Agora, numa tentativa visivelmente desesperada de ganhar protagonismo político, Daniela Ribeiro resolveu atacar quem trabalha. De forma intempestiva — e perigosamente irresponsável — acusou o senador Veneziano Vital do Rêgo de supostamente usar o nome do presidente do Tribunal de Contas da União (TCU), ministro Vital do Rêgo, para pressionar prefeitos em busca de apoio eleitoral.

A acusação não beira apenas o exagero. Beira a ignorância institucional.

Não existe um único registro, indício ou prova de que Veneziano tenha feito qualquer ingerência sobre o ministro Vital do Rêgo para favorecer prefeitos, aliados ou projetos políticos. A senadora, antes de espalhar suspeitas, faria bem em compreender — ou ao menos estudar — o papel constitucional do Tribunal de Contas da União.

Cabe ao TCU, por dever legal, fiscalizar a aplicação de recursos federais repassados aos municípios.
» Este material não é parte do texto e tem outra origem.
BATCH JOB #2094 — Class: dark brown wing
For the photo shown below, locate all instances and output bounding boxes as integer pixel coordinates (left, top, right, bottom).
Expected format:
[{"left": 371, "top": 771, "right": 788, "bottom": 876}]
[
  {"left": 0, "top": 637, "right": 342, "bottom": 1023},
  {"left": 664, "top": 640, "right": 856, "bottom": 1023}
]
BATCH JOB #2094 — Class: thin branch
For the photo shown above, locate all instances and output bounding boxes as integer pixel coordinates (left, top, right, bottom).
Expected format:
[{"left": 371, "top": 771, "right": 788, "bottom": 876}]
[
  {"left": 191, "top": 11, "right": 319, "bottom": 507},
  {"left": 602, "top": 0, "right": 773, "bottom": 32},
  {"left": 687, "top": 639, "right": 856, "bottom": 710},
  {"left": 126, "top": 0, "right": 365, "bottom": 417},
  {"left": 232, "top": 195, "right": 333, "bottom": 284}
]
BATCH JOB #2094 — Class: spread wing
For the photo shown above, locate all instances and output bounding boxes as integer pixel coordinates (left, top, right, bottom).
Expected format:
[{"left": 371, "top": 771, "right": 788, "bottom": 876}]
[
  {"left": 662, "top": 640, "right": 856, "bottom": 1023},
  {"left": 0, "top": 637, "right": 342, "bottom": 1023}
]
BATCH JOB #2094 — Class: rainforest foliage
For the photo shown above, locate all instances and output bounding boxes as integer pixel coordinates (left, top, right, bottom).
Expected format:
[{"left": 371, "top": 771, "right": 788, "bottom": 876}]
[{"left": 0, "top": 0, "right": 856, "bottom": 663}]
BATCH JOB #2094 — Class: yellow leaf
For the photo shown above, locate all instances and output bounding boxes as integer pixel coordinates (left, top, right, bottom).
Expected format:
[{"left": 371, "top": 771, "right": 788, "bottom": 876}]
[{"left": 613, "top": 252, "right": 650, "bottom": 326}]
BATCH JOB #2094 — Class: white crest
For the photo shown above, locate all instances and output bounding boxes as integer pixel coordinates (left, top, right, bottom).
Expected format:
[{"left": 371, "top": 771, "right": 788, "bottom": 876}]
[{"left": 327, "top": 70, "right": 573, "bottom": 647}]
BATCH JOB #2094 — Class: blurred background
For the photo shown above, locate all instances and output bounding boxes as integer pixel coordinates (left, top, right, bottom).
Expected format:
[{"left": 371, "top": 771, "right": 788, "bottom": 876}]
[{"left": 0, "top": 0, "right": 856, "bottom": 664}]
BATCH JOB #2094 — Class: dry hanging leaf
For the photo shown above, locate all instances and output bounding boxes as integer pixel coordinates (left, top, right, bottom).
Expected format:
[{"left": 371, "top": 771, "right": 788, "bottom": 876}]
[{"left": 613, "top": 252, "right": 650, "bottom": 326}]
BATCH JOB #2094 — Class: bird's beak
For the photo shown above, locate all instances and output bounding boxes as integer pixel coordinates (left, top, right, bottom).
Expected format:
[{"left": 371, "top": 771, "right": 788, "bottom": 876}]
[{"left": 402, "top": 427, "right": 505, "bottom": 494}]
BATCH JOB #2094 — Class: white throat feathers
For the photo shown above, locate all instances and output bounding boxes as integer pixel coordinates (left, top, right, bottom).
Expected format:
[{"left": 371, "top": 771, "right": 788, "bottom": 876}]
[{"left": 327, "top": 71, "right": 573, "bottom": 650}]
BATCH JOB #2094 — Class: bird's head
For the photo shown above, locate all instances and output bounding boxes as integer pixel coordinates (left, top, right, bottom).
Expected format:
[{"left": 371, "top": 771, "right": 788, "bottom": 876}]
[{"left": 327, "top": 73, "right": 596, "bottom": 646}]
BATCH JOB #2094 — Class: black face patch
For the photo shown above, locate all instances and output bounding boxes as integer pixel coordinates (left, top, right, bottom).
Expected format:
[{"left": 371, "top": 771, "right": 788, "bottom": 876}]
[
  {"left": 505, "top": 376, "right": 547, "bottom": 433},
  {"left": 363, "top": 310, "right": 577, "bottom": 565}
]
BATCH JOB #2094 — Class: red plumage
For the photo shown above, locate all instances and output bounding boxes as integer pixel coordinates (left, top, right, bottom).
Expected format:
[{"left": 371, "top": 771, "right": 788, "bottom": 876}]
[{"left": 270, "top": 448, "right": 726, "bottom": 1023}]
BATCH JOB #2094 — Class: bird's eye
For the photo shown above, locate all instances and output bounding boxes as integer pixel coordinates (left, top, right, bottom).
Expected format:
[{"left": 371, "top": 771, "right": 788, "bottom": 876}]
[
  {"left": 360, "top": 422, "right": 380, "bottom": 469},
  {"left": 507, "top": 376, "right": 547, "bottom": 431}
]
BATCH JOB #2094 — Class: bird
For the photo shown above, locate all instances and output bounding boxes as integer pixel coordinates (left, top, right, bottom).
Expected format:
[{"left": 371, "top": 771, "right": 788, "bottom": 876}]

É rotina do órgão orientar gestores, apontar inconsistências técnicas e recomendar correções em obras conveniadas que apresentem falhas nos projetos ou na execução. Isso não é perseguição. É fiscalização. É Estado funcionando.

Sugerir que prefeitos estariam sendo “ameaçados” por meio do TCU para votar em um senador não apenas distorce a realidade, como ofende a inteligência dos gestores municipais. Nenhum prefeito sério se submeteria a um expediente tão tosco e fantasioso.

Deputados e senadores intercedem, diariamente, junto a órgãos federais quando provocados por prefeitos, vereadores e lideranças locais. Isso faz parte da atividade parlamentar. O que Daniela Ribeiro tenta fazer é transformar uma prática legítima em narrativa de terror eleitoral — algo digno de panfleto, não de uma senadora da República.

A acusação de que Veneziano usaria a relação familiar com o ministro do TCU para coagir votos é, sem rodeios, uma estupidez política. Uma jogada mal calculada que acabou caindo mal — e muito mal — entre os prefeitos paraibanos, que se sentiram tratados como peças frágeis de um jogo sujo.

Enquanto Veneziano Vital lidera as intenções de voto e caminha com tranquilidade para a reeleição, consolidado como senador municipalista e atuante tanto na liberação de recursos quanto nos grandes temas nacionais, Daniela Ribeiro amarga irrelevância nas pesquisas e enfrenta críticas crescentes sobre a inutilidade prática de seu mandato.

O mais grave é que a própria senadora parece não medir o efeito bumerangue de suas palavras. Ao insinuar tráfico de influência, acaba abrindo um precedente perigoso que pode, amanhã, atingir diretamente sua própria casa política.

Afinal, se parentesco vira suspeição automática, como ficará a candidatura de seu filho, Lucas Ribeiro, atual vice-governador e pretendente ao Governo do Estado? Que moral terá Daniela para rebater acusações de uso da máquina pública ou influência familiar?

Fica o alerta final, senadora:
Lucas Ribeiro é seu filho.
Veneziano e Vital do Rêgo são irmãos.

E a política não perdoa incoerências — sobretudo quando elas nascem da irresponsabilidade e do desespero eleitoral.